Bize iki ruh hastasını, Trump’ı ve Netanyahu’yu gösteriyorlar.
Ama arka planda asıl planı kuran “üst akıl” bambaşka bir hesap peşinde.
Bu kurulan masa, bir barış masası değil; İsrail’e bağış masasıdır.
Ama Hamas bunu yemez.
Anası, babası, ailesi gözlerinin önünde acımasızca katledilen insanlar bu oyuna boyun eğmez.
Çünkü onlar, kaybedecek hiçbir şeyi kalmamış bir halkın çocuklarıdır.
Savaşın uzaması İsrail’i dünyadan tecrit ediyor.
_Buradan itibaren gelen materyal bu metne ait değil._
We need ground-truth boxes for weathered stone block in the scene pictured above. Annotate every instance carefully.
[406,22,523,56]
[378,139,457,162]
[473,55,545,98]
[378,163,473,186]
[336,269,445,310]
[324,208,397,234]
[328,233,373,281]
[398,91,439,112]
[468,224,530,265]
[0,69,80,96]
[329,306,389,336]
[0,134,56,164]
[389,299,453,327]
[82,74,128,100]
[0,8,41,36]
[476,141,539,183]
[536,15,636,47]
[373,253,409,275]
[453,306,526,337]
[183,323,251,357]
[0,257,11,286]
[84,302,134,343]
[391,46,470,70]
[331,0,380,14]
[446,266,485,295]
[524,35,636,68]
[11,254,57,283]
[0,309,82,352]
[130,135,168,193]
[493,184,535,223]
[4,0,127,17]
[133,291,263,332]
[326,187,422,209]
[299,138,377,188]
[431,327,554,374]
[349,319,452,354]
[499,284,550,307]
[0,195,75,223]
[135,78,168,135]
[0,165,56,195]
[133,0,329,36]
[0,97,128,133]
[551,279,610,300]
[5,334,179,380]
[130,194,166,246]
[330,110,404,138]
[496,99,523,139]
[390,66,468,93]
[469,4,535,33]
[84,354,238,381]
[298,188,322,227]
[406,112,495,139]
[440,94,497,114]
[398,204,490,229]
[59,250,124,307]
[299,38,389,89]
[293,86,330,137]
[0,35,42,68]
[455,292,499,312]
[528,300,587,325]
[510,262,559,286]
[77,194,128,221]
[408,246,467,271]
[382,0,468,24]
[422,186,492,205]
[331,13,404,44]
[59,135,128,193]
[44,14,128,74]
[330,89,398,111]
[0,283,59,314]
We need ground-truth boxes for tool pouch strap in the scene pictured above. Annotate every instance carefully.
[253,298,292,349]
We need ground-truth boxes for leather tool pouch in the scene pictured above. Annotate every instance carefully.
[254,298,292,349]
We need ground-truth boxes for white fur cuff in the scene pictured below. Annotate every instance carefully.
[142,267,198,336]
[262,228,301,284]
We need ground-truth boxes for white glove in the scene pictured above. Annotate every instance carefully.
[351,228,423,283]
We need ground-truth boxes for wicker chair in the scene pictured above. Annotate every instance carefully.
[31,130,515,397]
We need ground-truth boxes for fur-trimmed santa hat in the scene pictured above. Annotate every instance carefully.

Bu yalnızca diplomatik bir izolasyon değil; ekonomik çöküşün de habercisi.
İsrail’in imajı artık kurtarılamaz noktada.
Bu gerçeği “Sevgi pıtırcığı” Trump da çok iyi biliyor.
Bugünkü görüşmeden sonra “İsrailli basın isterse soru sorabilir” demesi bile birçok şeyin işareti.
Ve şimdi gözler Gazze’ye doğru ilerleyen küresel yardım filosunda.
Üç gün içinde Gazze’ye ulaşmaları bekleniyor.
Eğer o gemiler Gazze’ye girerse, dünyaya orada yaşanan insanlık dramı tüm çıplaklığıyla servis edilecek.
İsrail’in yıllardır “meşru müdafaa” diye yutturduğu soykırımın sahneleri artık gizlenemeyecek.
Amerika’daki o üst akıl bunu çok iyi biliyor.
O yüzden acele ediyor, o yüzden masalar kuruyor, o yüzden “barış” kelimesinin arkasına saklanıyor.
Çünkü gerçek barış, Gazze’ye giren o gemilerin göstereceği görüntülerle başlayacak.
Ve o gün geldiğinde dünya, kimin insanlık, kimin barbarlık tarafında olduğunu açıkça görecek.
Gazze sadece bir coğrafya değil.
Gazze, insanlığın vicdanıdır.
Ve o vicdan, hiçbir masada satılık değildir.